Not much to add beyond the title. The Robertson-Walker metric solution to the field equations has the form

$$g_{\mu\nu}dx^\mu dx^\nu=-dt^2+a^2(t)\biggl(\frac{dr^2}{1-Kr^2}+r^2(d\theta^2+sin^2\theta \phi^2)\biggr)$$

in which the scaling factor $$a(t)$$ is squared. I cannot see any reason given for this so far, is this for dimensional reasons or is there a more important reason?

• $a$ is at this point arbitrary, so it doesnt really matter. Redefine $\tilde a=a^2$ if it makes you any happy. The square is useful because it simplifies formulas later on (and also the factor is positive, so that the metric has the correct signature). Feb 28, 2020 at 3:10
• Solved, thank you.

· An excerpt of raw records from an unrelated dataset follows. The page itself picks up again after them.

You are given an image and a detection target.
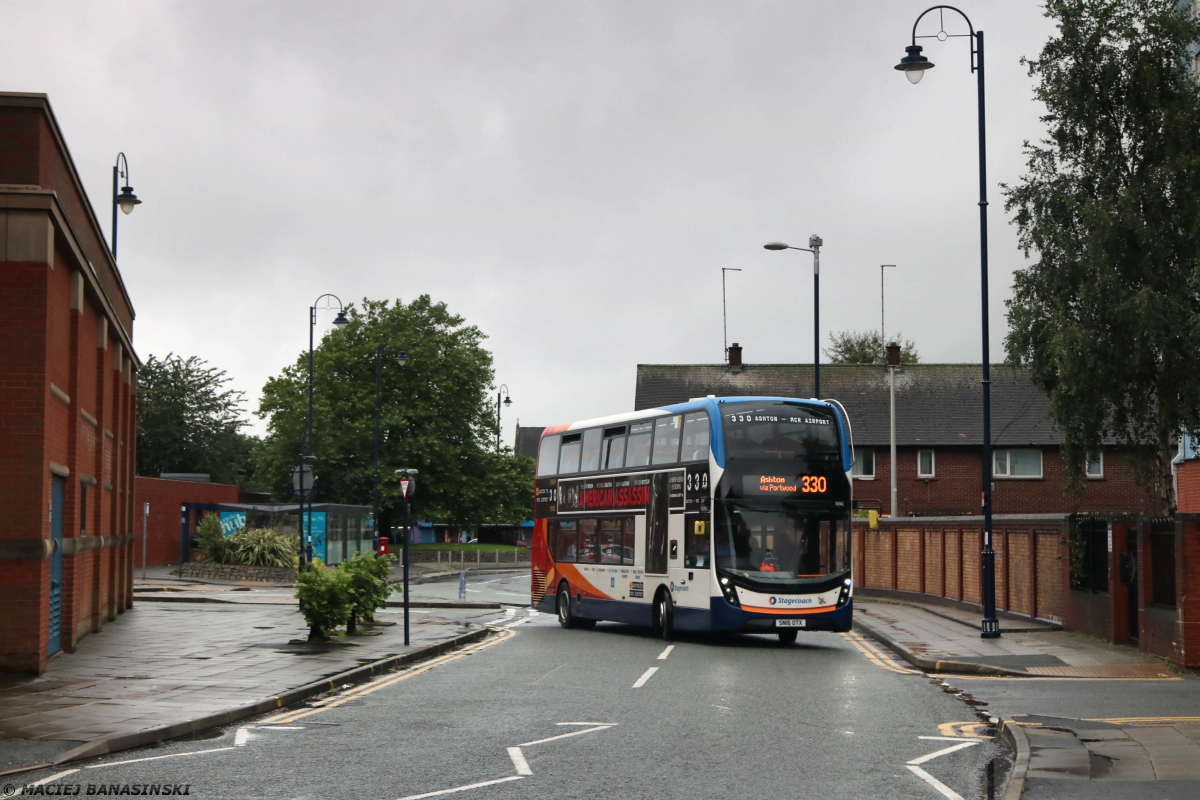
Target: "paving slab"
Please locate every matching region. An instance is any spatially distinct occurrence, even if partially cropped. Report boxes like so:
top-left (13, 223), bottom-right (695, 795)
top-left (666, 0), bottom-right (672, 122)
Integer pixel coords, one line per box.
top-left (0, 593), bottom-right (501, 774)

Feb 28, 2020 at 3:12
• If $b(t)\equiv a^2(t)$ would be in the metric, then space would scale with a factor of $\sqrt{b(t)}$, which is not as nice to handle (and look at). Feb 28, 2020 at 3:13

Because $$g_{\mu\nu} dx^\mu dx^\nu$$ gives you the square of the distance. If the square of the distance increases by $$a^2$$, then the distance increases by $$a$$. That's why $$a$$ is called the scale factor.

Updating to give the answer from @AccidentalFourierTransform

a is at this point arbitrary, so it doesnt really matter. Redefine a~=a2 if it makes you any happy. The square is useful because it simplifies formulas later on (and also the factor is positive, so that the metric has the correct signature).